You can implement the same strategy.
To create the kind of content that expands your reach and your builds your relationship to your current and potential customers, start by building out your ideal customer profile…
In Part 3, How to Make an Extra $1,000 Per Month, we spoke about niche-ing down your business by identifying your niche benefit (ex. vegan-friendly recipes) and your niche audience (ex. women who are pregnant) – now I’m going to challenge you to get even more specific.
Move beyond your ideal audience and identify your ideal client.
Who will find the perfect solution to their problem using your product or service?
Again, be specific, move past the high level marketing speak (niche, pain points, etc.) and craft a story around your ideal customer that’s as nuanced and complex as you are.
Create an avatar in your minds eye (or on paper) of who this person is…
What is your avatar’s name, what does he or she look like?
Start with the basic demographic and psychographic information – age, income, profession, location, marital status, religious and political views, etc. – but then dig deeper – what does this person do to relax? How does this person like to start their day? Does this person participate in any social groups? What websites or blogs to they frequent? What books and magazines do they read? What are their most aspirational goals?
This level of specificity will help inform and refine all of your business practices, but for now, let’s focus on using it to shape your content strategy –
Think in terms of both topics and formats.
For example, inspiring content featuring personal stories in written and visual short-form a la Humans of New York or instructional how-tos complete with photos and step by step instructions a la eHow. Maybe a mixture of both.
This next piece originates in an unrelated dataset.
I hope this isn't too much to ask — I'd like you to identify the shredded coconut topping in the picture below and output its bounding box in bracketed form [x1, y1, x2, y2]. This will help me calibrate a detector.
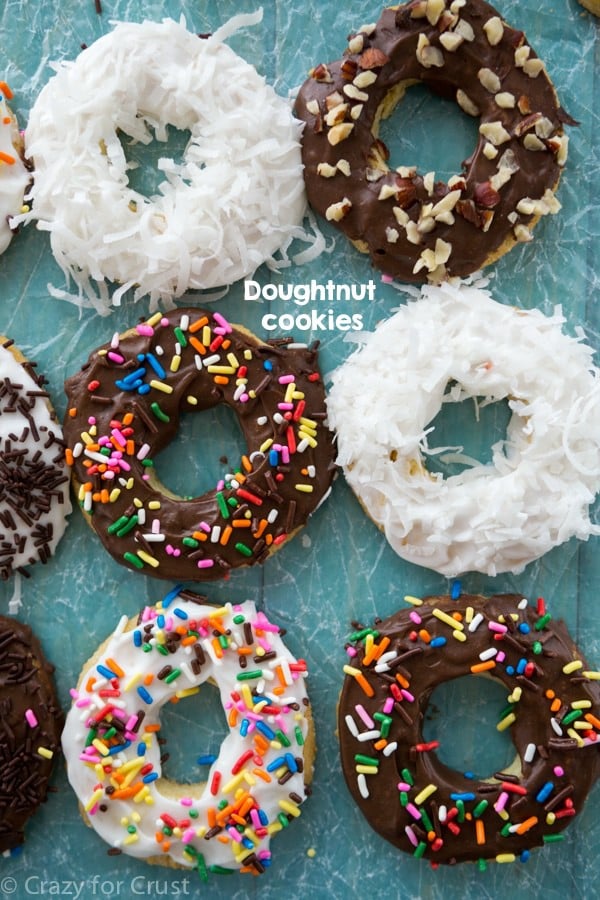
[14, 13, 305, 312]
[328, 284, 600, 577]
Create a list of all the kinds of content that would speak to your ideal customer and the topics or keywords that that person might search on the internet.
I’m a big fan of podcasts, my mom, on the other hand, can’t figure out how to download them. She’s like me on Snapchat – I just don’t get it. For my little sister though, it’s the go-to social network. The point being, we all have different ways of consuming content, which platforms does your ideal customer use to consume his or hers? Again, make a list.
With the information you’ve identified about your ideal customer, the kind of content he or she likes to consume, his or her favorite content formats and finally, the platforms he or she most uses to consume it, it’s time to start creating your content!
Blog posts, videos, social media – all of it should be informed by your ideal client profile. Before posting anything, ask yourself, Would (avatar’s name) like this?
It’s this level of specificity in building out your ideal client profile that will shape a content strategy that works and brings the right kind of people into community – those who are interested and engaged with the conversation you’re having because it speaks directly to their needs.
Not only are those targeted consumers going to engage most with your content, they’re going to be the easiest to convert into customers and they’re going to become your best marketing resources. Because what happens when you come across a piece of content that totally rocks your world? You share it! And what’s a better way of getting your message out to the right people than having your ideal customer share your content with people they know will appreciate it most?
It’s this way of building community that enables you to start scaling exponentially. Those who follow you will help you do the work of growing your reach because you’ve created a destination for content and engagement in your niche with depth and nuance.
With that trust and reputation established, your pool of potential customers will not only be greater, but more engaged, trusting and primed to pay for the solutions you have to offer!